The black finish is almost Lenovo-like in its appearance and a magnet for grease. The crisp 1080p edge-to-edge display adds some shine to what would otherwise be an almost bland, business-ready device.
Despite its sprightly dimensions, the Dell Latitude E7470 is bulging with connectivity options. Chief among them are 1x HDMI, 1x mini display port, 3x USB 3.0 ports, an SD card reader, Ethernet, 802.11ac and Bluetooth 4.1.
This is a particularly impressive feat considering the Dell Latitude E7470’s ultrabook status, and we especially like the placement of the Ethernet port in the hinge. Subtle touches like this, plus the blue that decorates some of the keys and the carbon-fibre effect on the lid, raise the E7470 above the usual tried and tested Latitude design. A docking station connector lives on the underside.

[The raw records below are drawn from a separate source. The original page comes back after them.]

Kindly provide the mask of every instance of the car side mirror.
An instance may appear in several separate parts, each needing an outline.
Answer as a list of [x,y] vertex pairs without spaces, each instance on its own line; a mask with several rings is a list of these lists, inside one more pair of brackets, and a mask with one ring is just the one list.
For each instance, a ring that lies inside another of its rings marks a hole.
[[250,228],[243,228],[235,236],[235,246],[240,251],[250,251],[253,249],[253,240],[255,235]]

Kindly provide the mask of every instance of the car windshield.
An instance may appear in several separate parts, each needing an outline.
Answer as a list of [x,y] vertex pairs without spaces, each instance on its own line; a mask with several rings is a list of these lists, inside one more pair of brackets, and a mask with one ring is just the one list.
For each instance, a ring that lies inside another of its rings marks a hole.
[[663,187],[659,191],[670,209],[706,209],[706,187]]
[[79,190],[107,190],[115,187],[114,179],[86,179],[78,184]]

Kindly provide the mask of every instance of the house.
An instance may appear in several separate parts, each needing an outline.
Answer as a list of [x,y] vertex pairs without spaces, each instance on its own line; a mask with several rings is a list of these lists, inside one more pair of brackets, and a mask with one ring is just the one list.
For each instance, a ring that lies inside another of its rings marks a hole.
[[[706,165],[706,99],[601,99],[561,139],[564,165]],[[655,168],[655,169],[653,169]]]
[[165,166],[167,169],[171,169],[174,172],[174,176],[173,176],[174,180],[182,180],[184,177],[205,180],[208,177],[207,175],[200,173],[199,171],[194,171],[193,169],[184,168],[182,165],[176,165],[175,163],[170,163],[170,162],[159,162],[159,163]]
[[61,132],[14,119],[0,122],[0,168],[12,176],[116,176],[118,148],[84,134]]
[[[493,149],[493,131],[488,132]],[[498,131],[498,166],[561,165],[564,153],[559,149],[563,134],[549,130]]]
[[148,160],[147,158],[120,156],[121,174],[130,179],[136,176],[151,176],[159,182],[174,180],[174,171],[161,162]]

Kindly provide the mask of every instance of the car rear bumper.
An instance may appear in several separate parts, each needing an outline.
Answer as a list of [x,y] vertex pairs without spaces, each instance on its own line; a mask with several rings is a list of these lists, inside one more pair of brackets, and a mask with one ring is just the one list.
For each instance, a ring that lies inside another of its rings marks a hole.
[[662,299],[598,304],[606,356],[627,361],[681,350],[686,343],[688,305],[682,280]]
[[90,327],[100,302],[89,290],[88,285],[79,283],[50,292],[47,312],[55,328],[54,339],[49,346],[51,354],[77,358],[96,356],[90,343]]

The speakers are capable of producing high volume, but we found bass response poor and lacking in depth.
It’s a tough little unit too, having achieved military standards for durability, ruggedness and reliability. A narrow rubber frame surrounds that beautiful 14in screen adding an extra layer of protection.
The display is probably the new Latitude’s standout feature. There are touch and non-touch options, as well as a choice of 1366×768, 1920×1080 and 2560×1440 resolutions.

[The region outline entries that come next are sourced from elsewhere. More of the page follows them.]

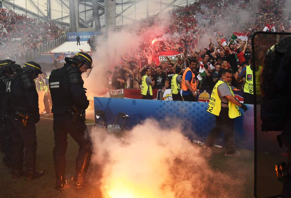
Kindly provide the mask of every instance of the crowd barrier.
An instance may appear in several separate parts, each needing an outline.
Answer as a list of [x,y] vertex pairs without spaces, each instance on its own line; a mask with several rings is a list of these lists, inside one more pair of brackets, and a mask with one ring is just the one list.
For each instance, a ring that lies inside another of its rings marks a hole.
[[[125,130],[152,118],[160,121],[166,128],[181,126],[183,132],[190,139],[203,142],[215,124],[215,116],[206,111],[208,104],[204,102],[95,97],[94,105],[95,112],[105,112],[106,126],[114,123],[119,113],[126,113],[129,117],[124,127]],[[246,105],[248,110],[244,112],[241,109],[242,115],[234,119],[235,142],[238,148],[253,150],[253,106]],[[223,145],[223,138],[220,138],[216,143]]]
[[[165,90],[162,97],[161,96],[160,89],[153,89],[153,98],[154,100],[172,100],[171,89],[168,89]],[[200,102],[208,102],[212,90],[199,90],[200,93],[198,94],[197,101]],[[235,96],[240,102],[243,103],[243,92],[241,91],[233,91]],[[110,90],[108,93],[102,95],[95,95],[99,97],[110,97],[115,98],[132,98],[132,99],[142,99],[142,96],[140,94],[140,89],[122,89],[115,90]]]

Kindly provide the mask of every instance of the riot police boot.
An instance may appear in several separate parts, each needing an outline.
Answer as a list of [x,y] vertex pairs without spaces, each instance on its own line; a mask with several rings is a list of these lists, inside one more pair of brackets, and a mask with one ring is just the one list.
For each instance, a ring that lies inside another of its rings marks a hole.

The QHD display looks especially gorgeous, full of crisp detail and a bright, rich colour palette. Quite why anyone would opt for the lowly 1366×768 resolution in this day remains a mystery.
The touch screen gets an extra layer of protection courtesy of Gorilla Glass NBT, but viewing angles suffer slightly as it lacks the anti-glare coating of the alternative panel.

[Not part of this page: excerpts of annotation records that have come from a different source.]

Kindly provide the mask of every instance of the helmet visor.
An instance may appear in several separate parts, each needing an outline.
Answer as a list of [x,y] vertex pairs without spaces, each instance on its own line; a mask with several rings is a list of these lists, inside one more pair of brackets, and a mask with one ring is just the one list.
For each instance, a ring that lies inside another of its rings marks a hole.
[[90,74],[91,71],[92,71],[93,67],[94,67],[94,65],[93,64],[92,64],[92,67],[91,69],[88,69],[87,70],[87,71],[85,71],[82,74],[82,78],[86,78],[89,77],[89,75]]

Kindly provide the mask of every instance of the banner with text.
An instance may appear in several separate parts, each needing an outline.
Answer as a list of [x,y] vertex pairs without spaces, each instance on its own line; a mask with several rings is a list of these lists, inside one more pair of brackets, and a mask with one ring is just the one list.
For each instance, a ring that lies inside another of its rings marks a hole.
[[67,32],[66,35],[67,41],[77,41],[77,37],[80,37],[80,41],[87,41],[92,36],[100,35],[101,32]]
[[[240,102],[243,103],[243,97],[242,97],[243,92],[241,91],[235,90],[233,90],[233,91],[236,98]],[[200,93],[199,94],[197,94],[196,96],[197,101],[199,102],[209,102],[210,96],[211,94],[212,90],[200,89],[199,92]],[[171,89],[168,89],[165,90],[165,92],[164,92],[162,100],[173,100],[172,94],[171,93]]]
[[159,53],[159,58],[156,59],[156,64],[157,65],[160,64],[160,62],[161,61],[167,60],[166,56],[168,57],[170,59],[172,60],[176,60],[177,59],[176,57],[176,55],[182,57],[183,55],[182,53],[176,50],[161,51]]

The keyboard feels satisfying to the touch, and the buttons curve slightly which makes it comfortable to use even after several hours. The backlighting is not the brightest we’ve seen, but at least the keyboard is spill-proof so the internals are protected.
We had high hopes for the trackpad given Dell’s pedigree but found this one troublesome at times and prone to phantom behaviour such as wandering cursors. Tweaking the sensitivity helped a little, but we ended up turning it off when we needed to knuckle down for extended periods.
Various hardware configurations are available. Our test model came with an Intel i7-6600U CPU (2.6GHz), 8GB of RAM and a nippy 256GB SSD. If you’re looking to reduce the cost there’s an i5-6300U (2.4GHz) option with 4GB of RAM and a 128GB SSD.
The Dell Latitude E7470 uses the standard, run-of-the-mill integrated Intel HD 520 graphics you’d expect from a business-ready laptop. This is fine for the majority of tasks, but wouldn’t be the top choice for those with graphics-heavy requirements.
The Latitude E7470 was whisper-quiet in everyday use, and even juggling multiple video files couldn’t force more than a low whirr from the fans.
The four-cell 55Whr battery is said to provide up to nine hours, but we got nearer to seven. Happily the E7470 ships with a compact power adapter (not the brick-like devices normally associated with Dell’s XPS line), so it’s perfect for travelling too.
If you want more, an optional Dell Portable Power Companion offers a further 18,000mAh of juice. That’s enough to power your laptop along with two other devices at the same time.